¿Vivir solo o conectado? El auge del coliving en Bogotá
- Giraldo Romero
- hace 23 horas
- 2 Min. de lectura

El mercado inmobiliario en Bogotá está viviendo una transformación sin precedentes. Ya no hablamos solo de metros cuadrados o ubicación; hoy hablamos de experiencias y eficiencia. El coliving ha dejado de ser una tendencia juvenil para consolidarse como una solución habitacional sofisticada que responde a una pregunta clave: ¿Cómo podemos vivir mejor en una ciudad que no se detiene? Este modelo, que combina espacios privados con áreas comunes compartidas de lujo, ofrece una respuesta poderosa tanto para el propietario que busca rentabilidad como para quien busca un hogar con propósito.
En el coliving, el diseño es el protagonista. La unidad privada —tu suite— está concebida bajo el concepto de diseño funcional. Aquí, cada centímetro cuenta: mobiliario inteligente, iluminación automatizada y acabados de alta gama que convierten un espacio compacto en un refugio de alta eficiencia. Para quien vive allí, significa tener lo justo y necesario con la máxima calidad; para el inversionista, significa optimizar el rendimiento por metro cuadrado, permitiendo que un solo activo genere múltiples fuentes de ingreso.

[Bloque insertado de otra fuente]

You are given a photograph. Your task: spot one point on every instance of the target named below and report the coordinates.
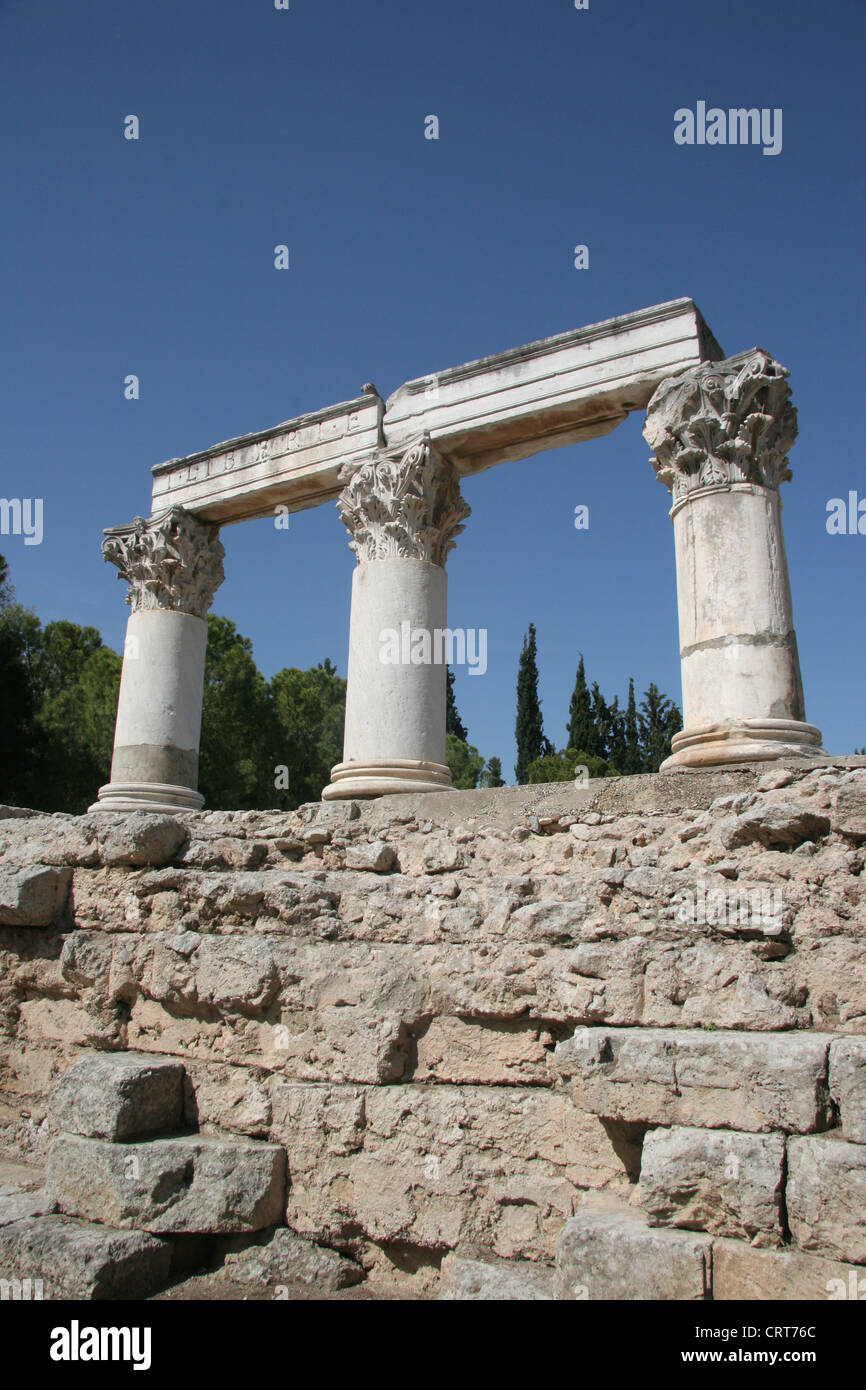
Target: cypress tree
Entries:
(528, 727)
(634, 762)
(581, 727)
(453, 724)
(659, 719)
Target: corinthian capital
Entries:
(722, 423)
(170, 562)
(405, 503)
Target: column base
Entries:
(745, 741)
(163, 797)
(384, 777)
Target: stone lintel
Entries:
(562, 389)
(295, 463)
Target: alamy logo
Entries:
(738, 125)
(21, 516)
(442, 647)
(21, 1290)
(77, 1343)
(847, 517)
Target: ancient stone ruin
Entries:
(548, 1043)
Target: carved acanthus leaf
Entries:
(170, 562)
(722, 423)
(403, 505)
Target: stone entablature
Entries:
(293, 464)
(576, 385)
(720, 432)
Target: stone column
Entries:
(720, 435)
(173, 566)
(403, 512)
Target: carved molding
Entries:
(405, 503)
(723, 423)
(170, 562)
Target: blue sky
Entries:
(306, 127)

Pero lo que realmente define al coliving es la calidad de sus áreas compartidas. Ya no hablamos de un simple salón comunal, sino de infraestructuras de nivel corporativo y social, tales como espacios de coworking de alto rendimiento, con internet de alta velocidad y cabinas de silencio, ideales para el trabajo remoto, amén de cocinas gourmet y áreas sociales diseñadas para fomentar la interacción espontánea, permitiendo que el residente disfrute de una cocina profesional que difícilmente tendría en un apartamento pequeño. Eso, sin hablar de gimnasios dotados, terrazas con zonas de fuego y espacios de meditación que contribuyen al bienestar integral de quienes interactúan en el coliving.
Adicionalmente, el coliving en Bogotá suele ubicarse en puntos neurálgicos donde la conectividad es total. Al reducir la huella individual y compartir recursos, estos edificios son intrínsecamente más sostenibles. Muchos de ellos ya operan con el sol como socio (30/01/26), integrando energías limpias que benefician al planeta y reducen drásticamente los costos operativos del edificio, protegiendo el flujo de caja a largo plazo.
Todo lo descrito se combina con uno de los mayores atractivos del coliving: la simplificación de la vida. Para el residente, el pago mensual suele cubrir administración, servicios públicos, internet y, en muchos casos, limpieza. Esta estructura de "pagar por usar" elimina las fricciones del arrendamiento tradicional. Para el propietario inversionista, el modelo suele estar operado por administradores profesionales que se encargan del mantenimiento, la selección de residentes y la cobranza, lo que convierte a la propiedad en un activo de renta pasiva real, donde la tecnología invisible gestiona accesos y servicios sin necesidad de tu presencia física constante.
Así pues, ya sea que veas el coliving como el vehículo para potenciar tu patrimonio inmobiliario o como el lugar donde quieres construir tu red de contactos y amigos, la realidad es que este modelo es el futuro. Es la intersección perfecta entre la libertad financiera del inversor y la libertad de tiempo del residente.